Anna Mulcahy, who has been cycling in London every day for over five years, sadly also has first-hand experience of these issues. The 30-year-old, who works in the charity sector, tells me about an incident where a man in a car hurled a milkshake at her five years ago.
“The car decided to pull out into the cycle lane,” Mulcahy recalls. “I had to get out the way because he pulled into me. It was scary. He said ‘f*** off, you whore’. He threw his milkshake at me. His window was down. It didn't hit me. He was screaming. He was really going for it. It was 9am.”
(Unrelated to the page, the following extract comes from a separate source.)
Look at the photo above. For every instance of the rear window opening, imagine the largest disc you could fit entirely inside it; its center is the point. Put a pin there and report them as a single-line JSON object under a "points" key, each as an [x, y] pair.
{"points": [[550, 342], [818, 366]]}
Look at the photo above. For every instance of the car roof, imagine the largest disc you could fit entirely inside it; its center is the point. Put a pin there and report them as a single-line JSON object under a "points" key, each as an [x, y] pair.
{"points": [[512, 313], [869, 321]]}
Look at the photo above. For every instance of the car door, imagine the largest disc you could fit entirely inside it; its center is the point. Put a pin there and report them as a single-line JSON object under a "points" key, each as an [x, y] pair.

Mulcahy estimates someone will yell something at her or do something dangerous once a week – adding that male cyclists give her more space and cut her up less on the roads since she bought a more expensive bike. She equates the abuse she endures cycling to standard road rage, but believes you get “treated differently because you’re a woman”.
“The misogyny is tiring,” she chips in. “Some friends don’t want to cycle in London because they think it is scary and feel a bit intimidated by both cars and then other cyclists who are really assertive – cyclists in lycra going 20 miles an hour cutting you up feeling like you are getting in their way, shouting at you.”
Nevertheless, despite the abuse I’ve experienced while cycling around London, the benefits still radically outweigh the downsides. Cycling ultimately feels like freedom.
Put it like this: I feel immeasurably safer whizzing along on my two wheels late at night in London than I do walking down the street.